Just to add my two pence on the pedal adjustment - I did the same thing with my GT86, and it did help. However, I did it
before changing the spring, and after I did that, I did end up fiddling with the adjustment a few more times over the years. But I think it was changing the spring which made the most difference.
I don't think the problem was ever so much the bite point, but it was that non-linearity caused by the spring which made judging the bite point so difficult. Adjusting the pedal may change where in the pedal throw the bite point occurs, and that might help if you move it further away from the point where the spring is suddenly changing that pivot point and giving you that lurch. But I think it would be worth changing the spring first, seeing how that feels, and then making any further adjustments.
There's also the complication that changing the pedal position might have an affect on the quality of the gearchange; you are effectively changing the length of the pedal throw, by moving the pedal along the rod which goes between the pedal and the clutch master cylinder, and this might effect the amount the slave cylinder moves - if you adjust the rod to bring the pedal down, it will physically bring the pedal down, yes...but it might also mean your clutch doesn't fully disengage, as even with the pedal fully depressed, the rod hasn't been pushed in as far as it would usually.
I remember having lots of similar discussions about this with the first gen - I even remember there was one guy who had constant complaints about the quality of his gearshift and adjusted his clutch pedal the opposite way to what most people are talking about here (ie, effectively raising the pedal position), and the result was that it completely cured his second gear crunch.
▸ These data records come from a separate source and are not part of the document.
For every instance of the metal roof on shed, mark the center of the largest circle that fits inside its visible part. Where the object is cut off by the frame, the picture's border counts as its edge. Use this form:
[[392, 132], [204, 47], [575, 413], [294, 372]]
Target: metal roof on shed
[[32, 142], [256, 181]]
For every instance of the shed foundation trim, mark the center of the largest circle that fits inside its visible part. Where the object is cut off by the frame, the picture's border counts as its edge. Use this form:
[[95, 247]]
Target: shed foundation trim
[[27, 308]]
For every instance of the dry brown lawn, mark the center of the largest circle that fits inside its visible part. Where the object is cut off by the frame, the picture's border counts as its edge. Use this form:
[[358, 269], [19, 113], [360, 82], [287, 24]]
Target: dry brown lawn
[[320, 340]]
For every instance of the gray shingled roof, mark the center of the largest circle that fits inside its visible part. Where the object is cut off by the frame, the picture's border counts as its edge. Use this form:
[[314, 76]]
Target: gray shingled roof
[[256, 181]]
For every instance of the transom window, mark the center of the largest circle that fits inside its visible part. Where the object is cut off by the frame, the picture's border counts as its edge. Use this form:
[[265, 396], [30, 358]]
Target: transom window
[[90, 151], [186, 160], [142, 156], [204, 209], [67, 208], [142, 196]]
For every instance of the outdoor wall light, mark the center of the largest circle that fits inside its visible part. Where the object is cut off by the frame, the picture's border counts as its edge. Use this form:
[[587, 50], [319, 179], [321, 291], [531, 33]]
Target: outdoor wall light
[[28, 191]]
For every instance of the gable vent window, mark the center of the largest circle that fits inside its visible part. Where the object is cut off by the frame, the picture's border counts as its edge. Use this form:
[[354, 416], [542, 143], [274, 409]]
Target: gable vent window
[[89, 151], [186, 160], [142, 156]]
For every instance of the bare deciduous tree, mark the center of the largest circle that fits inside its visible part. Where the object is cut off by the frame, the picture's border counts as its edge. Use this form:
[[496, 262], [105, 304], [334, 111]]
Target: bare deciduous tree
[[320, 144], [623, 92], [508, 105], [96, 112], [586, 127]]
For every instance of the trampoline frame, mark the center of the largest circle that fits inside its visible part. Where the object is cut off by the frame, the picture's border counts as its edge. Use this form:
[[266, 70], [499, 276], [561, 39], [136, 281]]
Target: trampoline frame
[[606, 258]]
I just found a video which gives a better demonstration of how the clutch pedal adjustment has an effect (on a first gen BRZ, which should have the same setup as this car). If you go to about 1.18, you'll see where he has threaded the adjuster rod to it's minimal position, which lowers the pedal - but observe how it reduces throw of the slave cylinder and therefore the amount the clutch disengages. I think the optimal position is actually to have the rod set to it's maximum position that it can be without actuating the slave - that way, you get more 'throw' to work with. I ended up having it set like this on my GT86, and the result, along with the MTEC spring, was a clutch pedal that felt heavier, more linear and had a longer throw as it was actuating the clutch more effectively and it actually made shifting smoother as a result.
Step by step guide here…..
www.gr86.org
Also, just to add, this step by step is for a US LHD car. The adjustment is much easier to make in a LHD, as the master cylinder rod is not located directly being the clutch pedal; in the RHD cars, the clutch pedal sits directly in front of that rod, and getting your fingers in to adjust it is much trickier. He also is unclipping the clevis entirely - if you're just adjusting the rod, that's not strictly necessary. You can undo the locknut, and just twist the rod within the clevis to adjust it - just placing a little pressure on the pedal as you do so will give it enough slack to allow it to turn easily.
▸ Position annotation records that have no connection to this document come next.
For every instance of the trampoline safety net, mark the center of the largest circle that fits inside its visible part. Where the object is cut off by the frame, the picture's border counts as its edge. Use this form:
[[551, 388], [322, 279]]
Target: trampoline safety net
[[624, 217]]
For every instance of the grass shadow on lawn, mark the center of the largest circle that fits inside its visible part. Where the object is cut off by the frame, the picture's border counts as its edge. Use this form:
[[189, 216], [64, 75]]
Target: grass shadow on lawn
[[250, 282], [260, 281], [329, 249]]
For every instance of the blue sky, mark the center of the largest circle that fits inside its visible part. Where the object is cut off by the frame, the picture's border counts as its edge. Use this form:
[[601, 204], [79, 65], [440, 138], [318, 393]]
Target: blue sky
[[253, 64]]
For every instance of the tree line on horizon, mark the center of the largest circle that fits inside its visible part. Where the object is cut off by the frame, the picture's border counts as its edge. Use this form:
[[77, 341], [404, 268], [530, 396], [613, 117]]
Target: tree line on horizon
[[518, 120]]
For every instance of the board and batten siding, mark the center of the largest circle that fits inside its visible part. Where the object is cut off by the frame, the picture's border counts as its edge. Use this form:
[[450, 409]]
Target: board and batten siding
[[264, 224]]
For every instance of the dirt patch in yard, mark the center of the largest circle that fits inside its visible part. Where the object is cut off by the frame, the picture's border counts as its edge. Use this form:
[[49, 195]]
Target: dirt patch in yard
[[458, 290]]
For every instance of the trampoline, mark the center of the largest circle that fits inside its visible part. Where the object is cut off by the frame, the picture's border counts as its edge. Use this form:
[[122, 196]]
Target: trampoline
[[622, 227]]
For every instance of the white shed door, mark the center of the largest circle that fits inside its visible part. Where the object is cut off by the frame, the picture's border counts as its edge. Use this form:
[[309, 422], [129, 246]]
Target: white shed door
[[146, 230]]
All this isn't to scare anyone off trying it - by all means, have a play with it, as anything you do is reversible. Just wanted to share my experience that I think changing the clutch spring is the biggest benefit as that sorts the non-linearity of the pedal, which is the crux of the problem. Pedal adjustments using the master cylinder rod can then be made to suit, if you still think the bite point is wrong. Just be aware, that you don't need to make BIG adjustments - you may find that a half-turn either way might have quite a noticeable effect, so don't go mad, and also, it might be best to take note of the starting position. You can get quite invested in fiddling with it (ask me how I know!) and it becomes very subjective to your level of feel, so it's always useful to be able to return to the default, factory position if you start to lose track of what adjustments you are making.